Most people have made up their minds about Jacob Zuma by now. The opposition can’t stand him, and the ANC (generally) loves him. And that’s what we saw on the steps of the parliamentary precinct last night. The DA knows it has to lead this charge, and out of the National Assembly building in the reddest of red ball gowns, looking as youthful as ever, swept Helen Zille. Her tall strapping young male aide, Geordin Hill-Lewis, held her clutch bag tightly, as he shepherded her from microphone to microphone. And what she said was predictable. Zuma was short on policy, big on emotion. And those ideas she did like had been nicked from her party anyway.
It’s all good political stuff that, an old trick. If you do like it, cry foul; it may be true, it may not, but you can rest assured no one’s ever going to prove it either way. At least Zille, ever nimble, is able to talk about policy on the hop.
Cope and the ACDP felt the strong urge to put the boot in over Zuma’s private life. Bo-o-oring. That’s so last week. There are times this reporter wished Mbhazima Shilowa would just take over. He can think on his feet. Mvume Dandala, well, looks a little pained when he flashes his big smile and hits the play button on his pre-planned soundbite. And he doesn’t have that ability to sum up major policy in a quick word or two either, so he just talks, and talks, and talks. And then, he talks.

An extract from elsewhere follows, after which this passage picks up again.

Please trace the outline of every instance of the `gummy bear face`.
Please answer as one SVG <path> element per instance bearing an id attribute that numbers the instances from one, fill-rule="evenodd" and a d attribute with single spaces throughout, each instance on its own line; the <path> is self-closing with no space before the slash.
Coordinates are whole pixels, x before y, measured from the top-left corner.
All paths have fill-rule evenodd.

IFP leader Mangosutho Buthelezi is also one of those who has the ability to talk for longish periods. But his voice isn’t what it was, he’s very softly spoken now. And he’s wearing sunglasses, even when the sun is well over the yardarm. He’s getting on, and surely some in his party must start to ask some questions about Inkatha’s succession policy. He does have what Dandala lacks though, that ability to penetrate through the guff of a speech, and react to the nub of it. And, quite rightly, he put his finger on a lack of hard policy on crime.

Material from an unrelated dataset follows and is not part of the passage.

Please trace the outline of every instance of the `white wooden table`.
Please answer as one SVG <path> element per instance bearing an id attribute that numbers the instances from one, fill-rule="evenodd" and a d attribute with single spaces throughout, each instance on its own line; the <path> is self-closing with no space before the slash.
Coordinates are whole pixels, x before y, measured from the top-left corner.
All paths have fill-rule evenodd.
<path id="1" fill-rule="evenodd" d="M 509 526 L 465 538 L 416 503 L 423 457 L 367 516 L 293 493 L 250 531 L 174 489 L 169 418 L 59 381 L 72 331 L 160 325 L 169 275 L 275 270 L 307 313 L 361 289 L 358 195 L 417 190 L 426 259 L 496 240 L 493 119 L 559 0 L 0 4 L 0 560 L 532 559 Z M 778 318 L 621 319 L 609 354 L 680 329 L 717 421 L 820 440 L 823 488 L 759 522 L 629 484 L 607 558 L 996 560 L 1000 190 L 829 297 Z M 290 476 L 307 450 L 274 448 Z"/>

In South Africa it is true that the reaction to a speech by Zuma tells you a lot about the person speaking. We also know that what we have said about his speech so far may appear a little out of kilter with some of the generally received reaction. However, we still hold that Zuma did actually make some policy pronouncements. Coming from a man who hardly ever talks about policy, we believe that’s progress and should be celebrated.

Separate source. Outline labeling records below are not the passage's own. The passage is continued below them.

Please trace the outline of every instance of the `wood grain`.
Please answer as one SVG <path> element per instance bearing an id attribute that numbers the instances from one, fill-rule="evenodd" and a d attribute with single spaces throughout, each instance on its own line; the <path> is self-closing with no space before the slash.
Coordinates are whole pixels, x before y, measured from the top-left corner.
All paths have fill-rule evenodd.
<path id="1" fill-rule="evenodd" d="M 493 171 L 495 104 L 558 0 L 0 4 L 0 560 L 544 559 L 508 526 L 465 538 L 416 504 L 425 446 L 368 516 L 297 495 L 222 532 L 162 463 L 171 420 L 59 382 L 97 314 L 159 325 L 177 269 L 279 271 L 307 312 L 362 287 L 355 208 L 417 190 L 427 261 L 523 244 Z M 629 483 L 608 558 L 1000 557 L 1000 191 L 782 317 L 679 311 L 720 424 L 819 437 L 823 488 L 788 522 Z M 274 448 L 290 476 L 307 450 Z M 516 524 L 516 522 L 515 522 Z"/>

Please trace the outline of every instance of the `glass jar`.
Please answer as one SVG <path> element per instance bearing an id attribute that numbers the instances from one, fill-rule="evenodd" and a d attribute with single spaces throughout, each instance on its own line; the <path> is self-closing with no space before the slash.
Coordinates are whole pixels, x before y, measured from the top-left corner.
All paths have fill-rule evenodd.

The focus now moves to Zuma’s ministers. They will hold the traditional cluster briefings over the next few weeks. Ideally, they will tell us what’s really going to happen. However, it’s important they be held to account properly, that they don’t get away with too many wishy-washy answers.
One other aspect; there’s been some criticism that Zuma didn’t give proper direction, a way forward for the nation. We think, on reflection, that that’s partially true. It’s a function of the fact that he’s holding together such a broad church. It’s what happens when a leader is in a weakened position and his political capital balance in the red. He can’t push too strongly, because he will alienate some faction or other. Will this consign us to drift for the rest of his ANC term? Will it be his only ANC term? Perhaps. But the most interesting reaction to everything last night, came from Zwelinzima Vavi. He was asked, directly, whether Cosatu would back Zuma for a second ANC term. Earlier this week, Cosatu president Sdumo Dlamini had said yes to the same question. Vavi back-peddled from that furiously. He used the “it’s-not-yet-time-to-pronounce-on-that” defence.
Something may have shifted somewhere.